Prometheus Labels: Understanding and Best Practices

Prometheus labels are the backbone of powerful monitoring and querying. This guide explains what labels are, why they matter, and how to use them effectively with PromQL to gain deep insights from your metrics.

In observability, Prometheus is a well-known tool amongst SREs and engineers alike. What makes Prometheus so effective is the labels Prometheus implements, which provide context to its metrics and facilitate operations such as filtering and aggregations.

New to Prometheus? Learn how it works and why it’s critical for observability in our beginner-friendly guide.

By the end of this post, you’ll understand what Prometheus labels are, why they matter and how you can use them. We’ll also learn some Prometheus labels best practices that you can use to make the most out of Prometheus labels and supercharge your observability.

Table of Contents

🔍Want to know how Prometheus works? Discover how Prometheus collects, stores, and queries metrics efficiently.

Anatomy of a Prometheus Metric

Each Prometheus metric is composed of the following components:

Metric Name: Description of what metric is being measured
Prometheus Metric Labels: Key-value pairs that add context to the metric
Value: The measurement value itself
Timestamp: Point in time that indicates the exact moment the metric was recorded

Let’s understand the anatomy of a typical Prometheus metric using a Prometheus labels example. Consider the following Prometheus time series:

http_requests_total{method="POST", endpoint="/login", status="200"} 1024

In the above time series, http_requests_total is the metric name. It’s self-explanatory in it’s purpose, as it measures the number of HTTP requests made over a specific period. Then, we have the Prometheus metric labels with their key-value pairs:

Method, POST
Endpoint, /login
Status, 200

Finally, we have the timestamp with value 1024. As you can see, the labels give a more well-rounded meaning to the metric.

Why Labels Matter in Prometheus

Consider the Prometheus time series in the previous section. What if we removed all the labels from it? This is what it would look like:

http_requests_total 1024

We can see this metric and understand what it means, but there’s still so much to unravel. What kind of requests is this metric measuring? How is this metric correlated to your service or backend in general? Does it tell me all the successful requests, redirects or failures?

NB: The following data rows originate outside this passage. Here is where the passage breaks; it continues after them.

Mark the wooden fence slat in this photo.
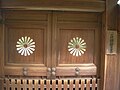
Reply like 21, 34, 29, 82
86, 79, 90, 90
17, 79, 21, 90
92, 78, 96, 90
75, 79, 79, 90
63, 80, 68, 90
11, 79, 15, 90
28, 79, 32, 90
52, 80, 56, 90
70, 80, 73, 90
35, 79, 39, 90
97, 79, 100, 90
46, 80, 50, 90
81, 79, 85, 90
23, 79, 26, 90
40, 79, 44, 90
58, 80, 62, 90
2, 79, 4, 90
20, 79, 22, 90
6, 78, 9, 90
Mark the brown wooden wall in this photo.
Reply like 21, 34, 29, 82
118, 5, 120, 90
103, 0, 119, 90
0, 0, 120, 90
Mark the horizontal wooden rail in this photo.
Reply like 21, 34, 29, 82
1, 0, 105, 12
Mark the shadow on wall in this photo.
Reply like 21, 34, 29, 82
0, 80, 1, 89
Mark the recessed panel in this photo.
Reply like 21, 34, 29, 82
59, 29, 95, 64
6, 28, 45, 64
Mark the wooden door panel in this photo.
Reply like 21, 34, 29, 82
2, 10, 101, 77
55, 26, 98, 76
59, 29, 94, 64
6, 28, 45, 65
3, 10, 48, 21
53, 12, 101, 77
3, 10, 51, 76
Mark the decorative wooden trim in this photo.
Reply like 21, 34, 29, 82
16, 36, 36, 56
56, 65, 96, 76
2, 77, 100, 90
0, 11, 4, 90
118, 7, 120, 34
0, 10, 2, 24
4, 66, 47, 76
1, 0, 105, 12
0, 10, 4, 78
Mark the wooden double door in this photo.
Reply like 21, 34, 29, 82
3, 10, 102, 78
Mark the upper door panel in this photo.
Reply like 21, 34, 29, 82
52, 12, 101, 77
3, 10, 52, 76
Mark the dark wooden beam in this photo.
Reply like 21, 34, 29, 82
118, 5, 120, 90
0, 8, 4, 90
1, 0, 105, 12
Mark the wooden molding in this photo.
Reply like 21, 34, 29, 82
118, 7, 120, 34
0, 10, 4, 78
0, 10, 2, 20
4, 66, 47, 76
1, 0, 105, 12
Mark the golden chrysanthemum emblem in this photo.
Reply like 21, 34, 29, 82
16, 36, 35, 56
68, 37, 86, 56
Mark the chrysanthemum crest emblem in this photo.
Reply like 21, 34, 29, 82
16, 36, 35, 56
68, 37, 86, 56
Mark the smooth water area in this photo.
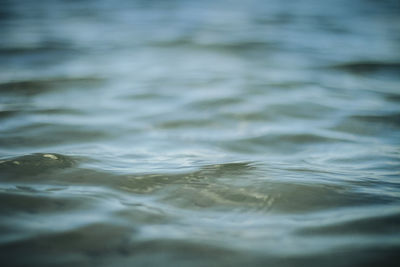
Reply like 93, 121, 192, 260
1, 0, 400, 266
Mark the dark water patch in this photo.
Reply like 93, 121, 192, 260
297, 207, 400, 236
0, 107, 86, 121
258, 182, 393, 214
0, 163, 398, 265
201, 40, 275, 52
0, 222, 137, 267
121, 92, 176, 101
23, 166, 217, 208
199, 162, 256, 175
0, 76, 105, 96
158, 183, 271, 211
189, 96, 243, 109
151, 39, 275, 53
253, 13, 294, 26
221, 133, 349, 154
218, 108, 277, 122
0, 80, 57, 96
331, 112, 400, 137
31, 108, 87, 116
0, 153, 75, 178
329, 61, 400, 80
259, 81, 318, 90
253, 132, 347, 144
0, 187, 88, 215
383, 92, 400, 103
43, 163, 385, 214
0, 109, 20, 119
352, 113, 400, 125
0, 234, 254, 267
156, 118, 217, 129
96, 162, 257, 195
0, 46, 79, 68
268, 246, 400, 267
266, 102, 337, 119
2, 237, 399, 267
0, 43, 75, 56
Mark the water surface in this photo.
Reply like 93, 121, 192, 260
1, 0, 400, 266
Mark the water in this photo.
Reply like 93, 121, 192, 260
1, 0, 400, 266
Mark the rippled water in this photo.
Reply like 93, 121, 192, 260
1, 0, 400, 266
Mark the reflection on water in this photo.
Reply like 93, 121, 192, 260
1, 0, 400, 266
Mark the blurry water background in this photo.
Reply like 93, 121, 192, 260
1, 0, 400, 266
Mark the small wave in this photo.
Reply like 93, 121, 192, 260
0, 153, 75, 178
221, 132, 350, 154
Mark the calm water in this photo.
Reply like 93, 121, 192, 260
1, 0, 400, 266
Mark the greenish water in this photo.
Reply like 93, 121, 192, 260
1, 0, 400, 266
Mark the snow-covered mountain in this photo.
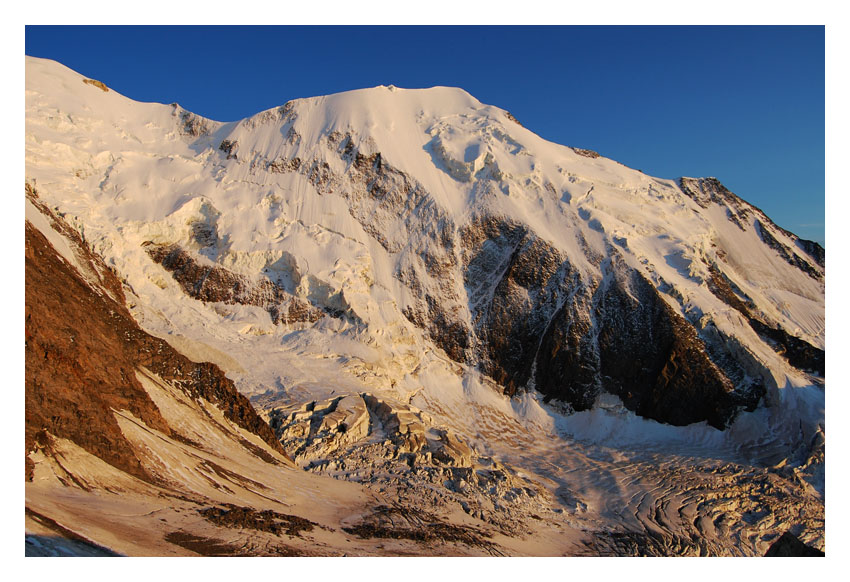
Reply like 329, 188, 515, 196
25, 56, 825, 556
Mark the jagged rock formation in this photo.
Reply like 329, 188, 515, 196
82, 78, 108, 92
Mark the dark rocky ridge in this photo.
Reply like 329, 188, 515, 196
144, 242, 332, 324
764, 532, 825, 557
455, 213, 763, 429
679, 177, 754, 230
198, 503, 316, 538
706, 265, 824, 375
754, 219, 823, 281
795, 237, 825, 268
571, 147, 600, 159
172, 104, 215, 138
465, 227, 761, 429
25, 187, 287, 482
680, 177, 823, 281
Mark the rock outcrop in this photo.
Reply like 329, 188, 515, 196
144, 242, 331, 324
706, 264, 824, 375
456, 214, 762, 429
764, 532, 825, 557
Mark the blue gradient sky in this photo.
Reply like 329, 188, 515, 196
25, 25, 825, 244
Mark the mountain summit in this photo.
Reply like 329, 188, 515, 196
25, 56, 824, 556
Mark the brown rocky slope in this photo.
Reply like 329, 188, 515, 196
25, 186, 287, 482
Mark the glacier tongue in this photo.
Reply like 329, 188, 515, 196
24, 56, 824, 556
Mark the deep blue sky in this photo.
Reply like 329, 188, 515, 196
25, 25, 825, 244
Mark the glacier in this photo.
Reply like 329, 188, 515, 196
24, 56, 824, 556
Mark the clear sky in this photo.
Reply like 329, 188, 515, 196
25, 25, 825, 244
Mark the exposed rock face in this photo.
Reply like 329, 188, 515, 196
796, 237, 825, 268
25, 187, 287, 482
748, 319, 824, 375
706, 264, 824, 375
462, 216, 567, 394
26, 211, 168, 482
172, 104, 216, 137
764, 532, 825, 557
403, 298, 469, 363
218, 139, 238, 160
531, 253, 758, 428
755, 219, 823, 281
82, 78, 108, 92
144, 243, 331, 324
680, 176, 754, 231
571, 147, 600, 159
198, 504, 316, 538
455, 213, 759, 429
589, 267, 748, 428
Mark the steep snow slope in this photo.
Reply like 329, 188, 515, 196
25, 56, 824, 555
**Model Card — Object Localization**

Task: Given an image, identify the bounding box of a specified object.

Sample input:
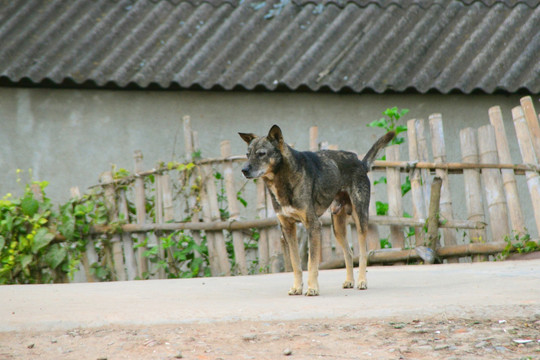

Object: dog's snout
[241,165,251,177]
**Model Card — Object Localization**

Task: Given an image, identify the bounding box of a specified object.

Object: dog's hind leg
[352,210,368,290]
[279,216,303,295]
[332,210,354,289]
[351,183,370,290]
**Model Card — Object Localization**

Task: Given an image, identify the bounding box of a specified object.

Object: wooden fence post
[256,181,270,272]
[520,96,540,161]
[309,126,318,152]
[199,173,220,277]
[460,128,488,261]
[133,150,148,278]
[160,173,179,278]
[478,125,509,243]
[386,144,405,248]
[429,114,457,256]
[489,106,526,234]
[202,164,231,276]
[321,144,338,264]
[101,171,126,281]
[220,140,248,275]
[426,177,443,255]
[70,187,96,282]
[154,172,166,279]
[512,106,540,236]
[415,119,432,212]
[183,119,204,272]
[183,115,194,162]
[407,119,426,246]
[266,189,283,273]
[118,189,138,280]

Prometheus labels offer immense value by providing more granular context for the metric. They enrich your metrics with contextual metadata, improving visibility across services and environments.

They also help differentiate between two metrics with the same name.

http_requests_total{method="POST", endpoint="/login", status="200"} 1024

The above label, as seen previously, measures HTTP POST requests made to the /login endpoint that respond with a status code of 200.

http_requests_total{method="GET", endpoint="/auth-token", status="400"} 1024

On the other hand, the above label measures HTTP GET requests made to the /auth-token endpoint that respond with a status code of 400.

If you were to remove labels from both the metrics, you’d be unable to tell them apart.

Moreover, Prometheus labels are used for PromQL aggregations like grouping and filtering. We’ll see them in action later.

How PromQL Uses Labels

Prometheus employs its query language, called PromQL, which you can use to generate queries on top of your metrics. You can also use PromQL extensively for visually understanding your observability patterns through custom dashboards.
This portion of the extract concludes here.